In 2003, the City began billing the West Golf Club Homeowners' Association, Inc. (“Association”), Key West Golf Club, LLC (“Golf Course”), and Key West HMA, LLC (“Hospital”) for the stormwater utility fee. In 2009, these owners filed suit against the City, claiming that they received little or no benefit from the stormwater utility, and that the City’s stormwater utility fee was illegal as applied to their properties. After a bench trial, the court agreed and entered a judgment exempting the properties from future stormwater utility fees.
The Third DCA reversed, holding that the City could lawfully charge stormwater utility fees to the Association, Golf Course and Hospital. The undisputed evidence showed that the City owned the stormwater system, the owners contributed to the need for the stormwater utility by discharging stormwater into the City’s system, and that they benefited from the utility's flood control and pollution control measures, which prevented flooding of their properties and protected the quality of the surrounding water. The Court further held that the owners could not prevail on their argument that the fee charged had no reasonable relationship to the benefits received because § 403.0891(6) authorized the City's method of calculating the fee based on impervious surface area. The Court rejected the owners’ claim that they only had to pay fees when their stormwater traveled through specific utility pipes and infrastructure. A stormwater utility funds more than infrastructure. Chapter 403, F.S., recognizes that stormwater management programs shall use a combination of nonstructural and structural best management practices to mitigate environmental degradation and water pollution.

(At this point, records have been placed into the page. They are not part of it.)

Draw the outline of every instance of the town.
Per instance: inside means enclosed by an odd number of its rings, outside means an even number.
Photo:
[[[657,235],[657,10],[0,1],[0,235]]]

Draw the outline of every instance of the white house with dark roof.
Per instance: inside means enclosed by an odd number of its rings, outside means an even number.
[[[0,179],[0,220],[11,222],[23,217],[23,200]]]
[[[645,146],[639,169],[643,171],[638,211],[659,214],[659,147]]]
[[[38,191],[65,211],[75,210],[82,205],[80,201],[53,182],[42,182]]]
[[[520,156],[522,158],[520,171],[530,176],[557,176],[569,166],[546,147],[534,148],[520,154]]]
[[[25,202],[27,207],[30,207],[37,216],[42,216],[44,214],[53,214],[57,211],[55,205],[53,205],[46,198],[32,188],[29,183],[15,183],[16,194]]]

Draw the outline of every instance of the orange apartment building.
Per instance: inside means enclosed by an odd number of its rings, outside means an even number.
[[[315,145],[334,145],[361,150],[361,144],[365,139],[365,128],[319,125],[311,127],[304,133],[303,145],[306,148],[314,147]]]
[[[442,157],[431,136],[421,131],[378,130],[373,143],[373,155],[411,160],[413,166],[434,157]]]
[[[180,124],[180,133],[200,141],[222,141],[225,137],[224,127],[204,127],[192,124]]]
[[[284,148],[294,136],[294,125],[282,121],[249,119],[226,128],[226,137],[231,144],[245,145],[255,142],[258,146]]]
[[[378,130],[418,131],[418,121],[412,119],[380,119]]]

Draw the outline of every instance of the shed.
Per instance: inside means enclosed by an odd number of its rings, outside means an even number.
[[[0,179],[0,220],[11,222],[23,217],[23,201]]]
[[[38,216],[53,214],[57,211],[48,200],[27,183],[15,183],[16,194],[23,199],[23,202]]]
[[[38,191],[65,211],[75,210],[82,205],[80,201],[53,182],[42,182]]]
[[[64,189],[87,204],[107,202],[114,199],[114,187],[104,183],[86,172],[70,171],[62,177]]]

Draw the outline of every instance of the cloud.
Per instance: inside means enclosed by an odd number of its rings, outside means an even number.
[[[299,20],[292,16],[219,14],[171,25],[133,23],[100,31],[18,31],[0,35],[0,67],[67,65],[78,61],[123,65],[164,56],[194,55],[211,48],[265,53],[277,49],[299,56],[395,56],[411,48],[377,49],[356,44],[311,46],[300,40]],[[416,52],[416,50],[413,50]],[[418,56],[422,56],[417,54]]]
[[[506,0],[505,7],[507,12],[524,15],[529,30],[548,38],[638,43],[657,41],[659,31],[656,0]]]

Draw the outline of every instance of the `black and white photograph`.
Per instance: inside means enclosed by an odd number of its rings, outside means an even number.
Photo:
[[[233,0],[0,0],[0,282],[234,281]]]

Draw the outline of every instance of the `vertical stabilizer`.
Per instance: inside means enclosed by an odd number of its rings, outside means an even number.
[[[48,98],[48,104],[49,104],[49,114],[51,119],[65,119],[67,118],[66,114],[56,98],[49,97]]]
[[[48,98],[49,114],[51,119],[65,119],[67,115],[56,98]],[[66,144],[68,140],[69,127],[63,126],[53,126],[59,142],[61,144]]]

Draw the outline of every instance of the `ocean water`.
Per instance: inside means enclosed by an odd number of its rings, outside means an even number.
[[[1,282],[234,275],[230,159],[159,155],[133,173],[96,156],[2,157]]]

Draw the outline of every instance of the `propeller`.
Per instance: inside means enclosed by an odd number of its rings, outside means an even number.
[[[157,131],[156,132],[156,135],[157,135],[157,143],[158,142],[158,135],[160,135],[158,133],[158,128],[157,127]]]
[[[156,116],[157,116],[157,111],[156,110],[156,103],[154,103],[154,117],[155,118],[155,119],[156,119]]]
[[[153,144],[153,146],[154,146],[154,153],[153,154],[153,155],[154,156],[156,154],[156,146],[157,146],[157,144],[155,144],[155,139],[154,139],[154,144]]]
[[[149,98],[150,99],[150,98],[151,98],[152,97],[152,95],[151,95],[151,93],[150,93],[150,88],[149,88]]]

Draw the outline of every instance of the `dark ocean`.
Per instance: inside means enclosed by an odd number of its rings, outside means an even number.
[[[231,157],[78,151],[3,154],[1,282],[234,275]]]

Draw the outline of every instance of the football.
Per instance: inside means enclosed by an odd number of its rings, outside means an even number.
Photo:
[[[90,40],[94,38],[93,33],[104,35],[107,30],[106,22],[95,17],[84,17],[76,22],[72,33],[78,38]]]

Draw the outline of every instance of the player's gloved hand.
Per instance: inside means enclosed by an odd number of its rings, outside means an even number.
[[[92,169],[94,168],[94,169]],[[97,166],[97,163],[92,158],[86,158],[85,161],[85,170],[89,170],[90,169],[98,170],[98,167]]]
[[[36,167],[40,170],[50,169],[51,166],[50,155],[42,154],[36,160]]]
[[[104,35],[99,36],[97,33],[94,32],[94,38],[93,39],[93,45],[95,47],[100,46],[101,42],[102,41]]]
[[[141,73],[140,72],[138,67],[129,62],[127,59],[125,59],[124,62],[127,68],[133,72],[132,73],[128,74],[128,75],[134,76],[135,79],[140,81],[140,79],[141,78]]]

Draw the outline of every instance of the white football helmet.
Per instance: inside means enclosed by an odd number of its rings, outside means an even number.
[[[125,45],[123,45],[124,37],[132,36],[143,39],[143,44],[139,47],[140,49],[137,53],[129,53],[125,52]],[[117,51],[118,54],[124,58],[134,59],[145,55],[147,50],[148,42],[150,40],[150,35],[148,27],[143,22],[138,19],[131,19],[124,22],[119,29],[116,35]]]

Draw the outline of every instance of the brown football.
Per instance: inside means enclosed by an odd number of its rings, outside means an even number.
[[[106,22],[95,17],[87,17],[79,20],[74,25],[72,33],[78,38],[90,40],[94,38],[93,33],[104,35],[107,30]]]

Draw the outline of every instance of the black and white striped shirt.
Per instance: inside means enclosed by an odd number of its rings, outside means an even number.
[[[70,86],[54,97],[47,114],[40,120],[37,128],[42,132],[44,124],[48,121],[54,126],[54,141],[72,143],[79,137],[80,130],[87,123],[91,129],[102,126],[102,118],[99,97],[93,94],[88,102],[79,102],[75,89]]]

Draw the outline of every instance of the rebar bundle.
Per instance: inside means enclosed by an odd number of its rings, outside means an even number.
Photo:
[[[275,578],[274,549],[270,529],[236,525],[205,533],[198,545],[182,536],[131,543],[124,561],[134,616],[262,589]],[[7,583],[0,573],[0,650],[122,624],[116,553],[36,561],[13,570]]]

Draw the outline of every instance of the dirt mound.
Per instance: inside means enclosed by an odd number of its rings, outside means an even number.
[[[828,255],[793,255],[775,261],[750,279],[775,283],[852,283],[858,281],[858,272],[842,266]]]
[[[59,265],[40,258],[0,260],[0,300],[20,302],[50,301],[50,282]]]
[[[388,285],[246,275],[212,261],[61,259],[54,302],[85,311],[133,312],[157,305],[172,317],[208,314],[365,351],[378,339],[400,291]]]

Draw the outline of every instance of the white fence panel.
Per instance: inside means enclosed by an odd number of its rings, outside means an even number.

3. Treasure Coast Marina, LC v. City of Fort Pierce, 2017 Fla. LEXIS 1322, 42 Fla. L. Weekly S 650 (Fla. June 15, 2017). Ad valorem tax exemption; municipal marinas - UPDATE
This case was previously reported in the July 2016 legal report. This case commenced in 2011 when owners of a private marina filed a complaint challenging the tax-exempt status of the Fort Pierce City Marina and the Fisherman’s Wharf Marina. The trial court originally held that the City of Fort Pierce (“City”) was not entitled to an exemption from ad valorem taxes on two marinas owned and operated by the City, concluding that they did not serve a “municipal or public purpose” under Article VII, Section 3(a) of the Florida Constitution. The trial court relied on cases finding that Florida Department of Revenue v. City of Gainesville, 918 So. 2d 250 (Fla. 2005), had narrowed the legal standard for the exemption. According to the trial court in interpreting Gainesville, the City’s marinas did not serve a municipal or public purpose because “they previously operated as private marinas and still compete with private marinas.”
On appeal, the Fourth DCA reversed, finding that the Gainesville case did not change the legal standard for municipal purpose under this section of the Florida Constitution. The Fourth DCA held that the City’s marinas, which are open to the public and exclusively owned and operated by the City, “serve a purpose that has been repeatedly and explicitly recognized as a ‘municipal or public purpose’.” The Fourth DCA further concluded that this case presented an issue of great public importance, noting the size of the boating community in Florida and the significant economic impact that the ad valorem exemption provides these marinas. The Court asked the Florida Supreme Court to review this question and provide guidance. The Florida Supreme Court upheld the Fourth DCA’s decision and held that a public marina, owned and operated by a municipality, is a traditional municipal function that carries a presumption of tax-exempt status.